I’m often asked for book recommendations. Here are ten of my favorite writing books for lawyers, plus I’ll throw in four other recent great reads.

Inspiration and Instruction on Style

Stanley Fish, How to Write a Sentence: And How to Read One
Fish’s 2011 take on superior sentences, with commentary on examples spanning from William Shakespeare to Martin Luther King, Jr. and Antonin Scalia.

Joseph Williams, Style: Lessons in Clarity and Grace
Before-and-after examples of clarity, concision, cohesion, coherence, and

Hands-On Exercises

GMAC, The Official Guide for GMAT Verbal Review, 2nd Edition
Delve into the Sentence Correction exercises, and you’ll see your grammar and syntax soar.

Richard Wydick, Plain English for Lawyers
Exercises and practical tips from a top advocate for accessible legal writing.

Guides for Transactional Attorneys

Kenneth A. Adams, A Manual of Style for Contract Drafting
A comprehensive authority on contract drafting.

Charles Fox, Working with Contracts: What Law School Doesn’t Teach You
An excellent practical guide for corporate attorneys at all levels.

Wording and Usage

Mark Davidson, Right, Wrong, and Risky: A Dictionary of Today’s American English Usage
An up-to-date and engaging resource for common usage questions and disputes.

Mignon Fogarty, Grammar Girl’s Quick and Dirty Tips for Better Writing
Clever tips and tricks for troublesome grammar rules.

Bryan Garner, A Dictionary of Modern Legal Usage
An authoritative guide to legal language.

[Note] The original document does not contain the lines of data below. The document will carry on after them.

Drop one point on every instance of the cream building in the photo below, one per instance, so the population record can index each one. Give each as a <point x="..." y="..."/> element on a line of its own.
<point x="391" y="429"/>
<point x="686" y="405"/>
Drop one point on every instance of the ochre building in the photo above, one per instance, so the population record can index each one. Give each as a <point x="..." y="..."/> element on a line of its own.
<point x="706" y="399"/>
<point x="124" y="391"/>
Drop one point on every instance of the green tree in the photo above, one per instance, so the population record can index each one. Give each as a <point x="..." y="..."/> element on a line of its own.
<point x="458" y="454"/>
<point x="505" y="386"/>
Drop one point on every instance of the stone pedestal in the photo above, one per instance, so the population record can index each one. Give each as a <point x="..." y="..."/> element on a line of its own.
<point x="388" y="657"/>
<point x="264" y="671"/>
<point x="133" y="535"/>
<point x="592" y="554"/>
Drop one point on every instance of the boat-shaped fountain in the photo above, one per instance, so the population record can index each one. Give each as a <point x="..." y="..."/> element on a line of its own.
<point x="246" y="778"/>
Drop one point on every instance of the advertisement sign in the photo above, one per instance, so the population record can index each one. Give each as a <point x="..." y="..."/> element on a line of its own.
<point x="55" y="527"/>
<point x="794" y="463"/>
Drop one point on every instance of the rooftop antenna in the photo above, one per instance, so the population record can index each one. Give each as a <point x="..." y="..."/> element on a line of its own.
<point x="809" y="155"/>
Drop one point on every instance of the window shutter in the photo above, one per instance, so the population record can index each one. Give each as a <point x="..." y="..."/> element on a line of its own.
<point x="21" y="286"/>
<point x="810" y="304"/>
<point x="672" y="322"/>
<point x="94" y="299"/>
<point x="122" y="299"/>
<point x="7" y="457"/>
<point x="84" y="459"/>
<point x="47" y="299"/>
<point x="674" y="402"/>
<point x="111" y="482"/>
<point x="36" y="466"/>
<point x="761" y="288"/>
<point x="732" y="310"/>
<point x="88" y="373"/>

University of Chicago Press, The Chicago Manual of Style, 16th Edition
The last word on style and process.

Beyond Writing

Yes, I do read non-writing books, and here are a few that I’ve enjoyed lately:

Daniel Kahneman, Thinking, Fast and Slow
It will change how you think about thinking.

Patricia Schultz, 1,000 Places to See Before You Die
You’ll need a lifetime to take all the vacations you’ll plan.

John Paul Stevens, Five Chiefs: A Supreme Court Memoir
An insider’s take on the High Court.

James B. Stewart, Tangled Webs: How False Statements are Undermining America: From Martha Stewart to Bernie Madoff
Another narrative-nonfiction classic from James Stewart, featuring case studies of what the author calls a perjury epidemic.